BELBIN HAS A TOUGH JOB AHEAD AS NATIONAL TEAM COACH
By Al Mattei
The announcement Jan. 14 of Tracey Belbin as head coach of the United States senior women's national field hockey team could have ramifications well into the year 2000. For most, the hope is that the ramifications go all the way through to October, when the Sydney Olympics are held.
The new head coach joined the team in February at the Olympic Training Center in San Diego, a scant few weeks after interim head coach Carina Benninga ran the latest "A" camp selectees through their paces at Rutgers University.
Belbin, a member of the Australian women's national team for nine years, won a gold medal in 1988 in Seoul and a silver in the 1990 World Cup. More recently, she has been a member of the Canberra Strikers of the National Women's Hockey League, helping the Queensland-based team to a second-place finish.
"During my playing career, I had always seen the U.S. as a very passionate and animated team," said Belbin in a statement released by the United States Field Hockey Association. "My recent time in the U.S. has shown that that passion and enthusiasm has not changed, but added to that is an unbelievable level of athleticism, speed and agility as well as a high level of commitment."
Belbin, who attended the 1998 "A" camp, has a pool of some 31 players on the national team and the reserve team to work with, some of whom have all of the above attributes.
However, a number of surprises dot the national-team roster for 1999. Several college-age players, including one freshman, made Benninga's initial list. These players, however, make up for their international inexperience with certain traits Benninga obviously saw during "A' camp. Whether Belbin buys into these traits will be immediately apparent: simply compare the Jan. 1 roster to the ones for Team USA's spring test matches and the Pan American Games.
While Team USA's ultimate priority for this year is to win the Pan Am Games and the Olympic berth that goes along with it, you wonder if the hiring of a former Hockeyroo is meant to send the message that the United States is placing an equally high priority on the Sydney four-nations tournament in September.

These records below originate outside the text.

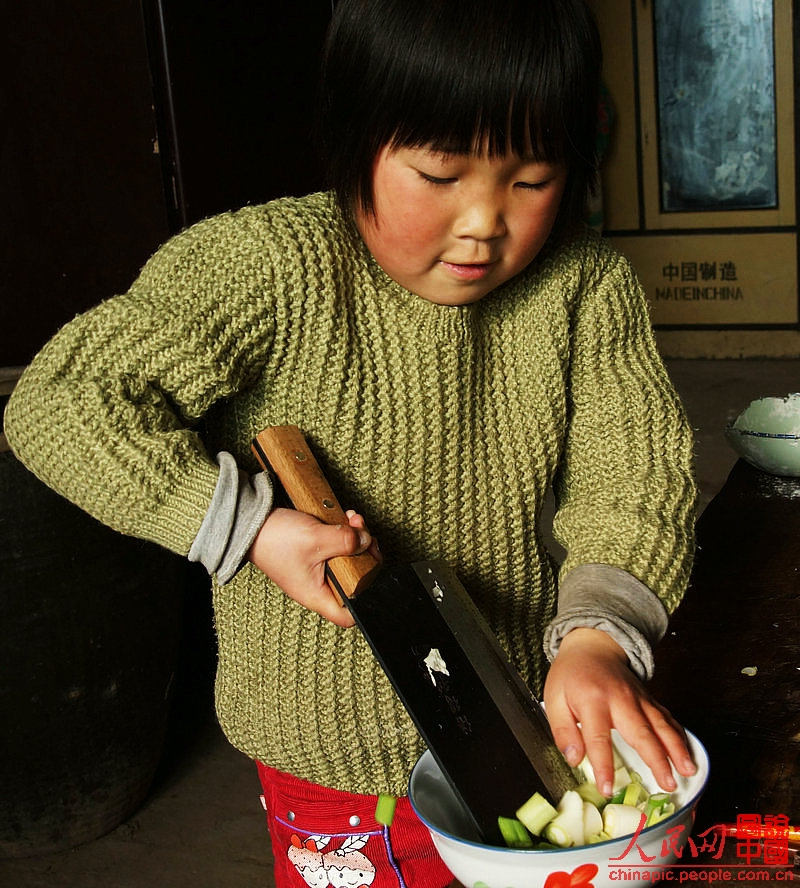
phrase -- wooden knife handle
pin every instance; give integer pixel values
(285, 450)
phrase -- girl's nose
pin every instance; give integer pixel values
(481, 219)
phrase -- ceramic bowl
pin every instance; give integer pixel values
(767, 435)
(632, 860)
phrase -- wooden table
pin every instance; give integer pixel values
(742, 612)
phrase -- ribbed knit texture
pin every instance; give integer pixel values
(445, 426)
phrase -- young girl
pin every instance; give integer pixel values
(453, 345)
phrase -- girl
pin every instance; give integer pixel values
(454, 345)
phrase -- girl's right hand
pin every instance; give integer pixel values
(291, 549)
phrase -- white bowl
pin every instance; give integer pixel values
(767, 435)
(606, 863)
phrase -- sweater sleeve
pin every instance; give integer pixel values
(107, 413)
(625, 490)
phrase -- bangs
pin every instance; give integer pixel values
(458, 76)
(503, 92)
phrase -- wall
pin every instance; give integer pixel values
(720, 283)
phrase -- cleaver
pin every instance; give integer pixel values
(486, 731)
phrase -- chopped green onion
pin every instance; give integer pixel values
(514, 833)
(634, 793)
(536, 813)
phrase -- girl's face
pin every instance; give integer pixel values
(453, 227)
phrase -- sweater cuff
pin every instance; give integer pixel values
(238, 509)
(599, 596)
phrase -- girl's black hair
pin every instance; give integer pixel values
(510, 74)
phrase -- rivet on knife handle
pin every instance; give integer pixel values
(285, 450)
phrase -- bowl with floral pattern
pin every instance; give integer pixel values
(634, 859)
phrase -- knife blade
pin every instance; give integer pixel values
(482, 724)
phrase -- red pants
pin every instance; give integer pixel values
(323, 837)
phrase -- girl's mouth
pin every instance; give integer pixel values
(469, 272)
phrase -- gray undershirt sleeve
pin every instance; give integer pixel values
(238, 509)
(599, 596)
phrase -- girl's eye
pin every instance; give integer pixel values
(533, 186)
(437, 180)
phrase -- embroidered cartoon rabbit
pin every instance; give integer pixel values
(343, 867)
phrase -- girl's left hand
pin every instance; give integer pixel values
(591, 683)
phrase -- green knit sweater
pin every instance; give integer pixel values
(445, 426)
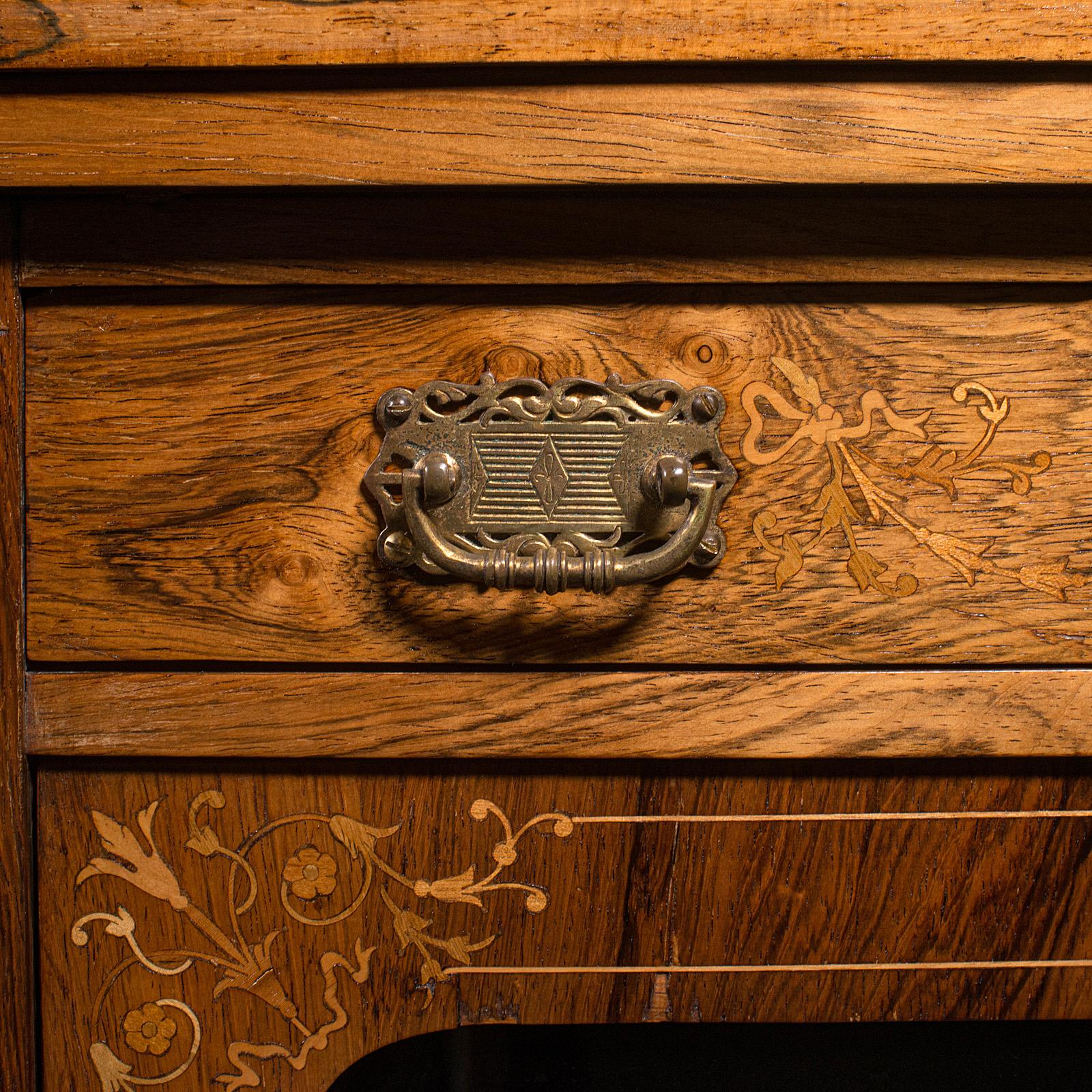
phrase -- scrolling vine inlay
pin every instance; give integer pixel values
(852, 467)
(242, 955)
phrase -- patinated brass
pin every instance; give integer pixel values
(577, 484)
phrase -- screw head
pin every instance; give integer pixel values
(706, 404)
(393, 407)
(396, 547)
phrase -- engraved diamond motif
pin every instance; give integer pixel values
(549, 476)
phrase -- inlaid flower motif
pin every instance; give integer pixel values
(311, 874)
(149, 1030)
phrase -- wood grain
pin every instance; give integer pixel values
(595, 236)
(562, 715)
(958, 895)
(195, 472)
(16, 998)
(684, 131)
(169, 33)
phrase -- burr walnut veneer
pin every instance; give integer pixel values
(271, 803)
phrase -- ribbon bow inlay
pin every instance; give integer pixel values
(822, 424)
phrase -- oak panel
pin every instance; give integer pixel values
(195, 470)
(562, 715)
(169, 33)
(684, 131)
(595, 236)
(547, 895)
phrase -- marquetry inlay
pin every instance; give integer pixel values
(822, 433)
(354, 857)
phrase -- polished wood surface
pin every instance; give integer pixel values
(16, 998)
(595, 236)
(174, 901)
(562, 715)
(677, 130)
(174, 33)
(196, 461)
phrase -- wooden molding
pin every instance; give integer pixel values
(173, 33)
(16, 998)
(595, 238)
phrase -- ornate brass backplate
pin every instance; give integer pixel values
(577, 484)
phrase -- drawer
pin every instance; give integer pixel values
(268, 928)
(915, 473)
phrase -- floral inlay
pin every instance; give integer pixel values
(149, 1030)
(311, 874)
(854, 494)
(244, 959)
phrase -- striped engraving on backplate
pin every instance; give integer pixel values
(546, 478)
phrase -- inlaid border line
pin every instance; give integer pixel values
(1022, 964)
(837, 817)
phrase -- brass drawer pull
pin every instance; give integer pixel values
(578, 484)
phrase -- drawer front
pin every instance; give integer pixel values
(915, 473)
(268, 928)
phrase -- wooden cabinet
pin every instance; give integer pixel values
(287, 803)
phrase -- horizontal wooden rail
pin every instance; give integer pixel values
(562, 715)
(650, 132)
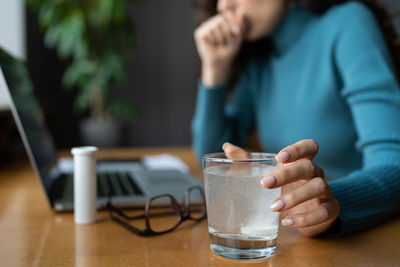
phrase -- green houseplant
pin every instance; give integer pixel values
(95, 37)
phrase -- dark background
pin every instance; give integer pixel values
(161, 78)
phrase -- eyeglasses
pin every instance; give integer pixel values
(163, 213)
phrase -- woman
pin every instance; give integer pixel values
(311, 82)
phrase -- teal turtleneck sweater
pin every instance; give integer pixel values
(330, 78)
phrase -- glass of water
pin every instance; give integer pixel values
(240, 222)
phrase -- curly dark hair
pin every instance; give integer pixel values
(261, 48)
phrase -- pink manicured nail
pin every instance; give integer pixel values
(269, 181)
(289, 221)
(235, 29)
(283, 156)
(277, 205)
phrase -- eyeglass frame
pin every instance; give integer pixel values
(183, 214)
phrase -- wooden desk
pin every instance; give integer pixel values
(32, 235)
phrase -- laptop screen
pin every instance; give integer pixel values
(15, 84)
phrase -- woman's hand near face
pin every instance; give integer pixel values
(306, 202)
(218, 40)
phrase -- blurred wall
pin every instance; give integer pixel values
(162, 73)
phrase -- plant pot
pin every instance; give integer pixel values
(100, 132)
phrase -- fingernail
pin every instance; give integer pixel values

This tournament, a pre-Olympic event meant to test out the facility to be used for the 2000 Sydney Games, will serve several purposes with Belbin as coach. Her primary purpose to give the Stars and Stripes an insight as to how Australia, as World and Olympic champions, have dominated international women's field hockey in recent years.
Belbin's coaching career has included the direction and implementation of national-team programs while head coach for the women's team at the Queensland Academy of Sport. She had also served for the ACT Academy of Sport/Women's Hockey Australia in 1997-98.
During that time, she authored an important document on the use of systems to transform Australian attitudes in the approach to the game.
To this end, she juxtaposed the traditional Australian system -- two backs, three links, five attackers -- with British soccer's 4-4-2, and Italy's 1-3-3-3, recognizable in many field hockey programs in the United States, including the University of Maryland, Allentown (N.J.) and Hightstown (N.J.) Peddie School.
While discussing the strengths and weaknesses of systems play, Belbin builds to her ultimate thesis: sometimes the best system is no system. She discusses the obvious concept of building team strategy around available players, rather than the reverse. She envisions a team concept approaching the Dutch "total football" method of playing soccer, and the Maryland women's lacrosse team's "11 midfielders" system of the mid 1990s.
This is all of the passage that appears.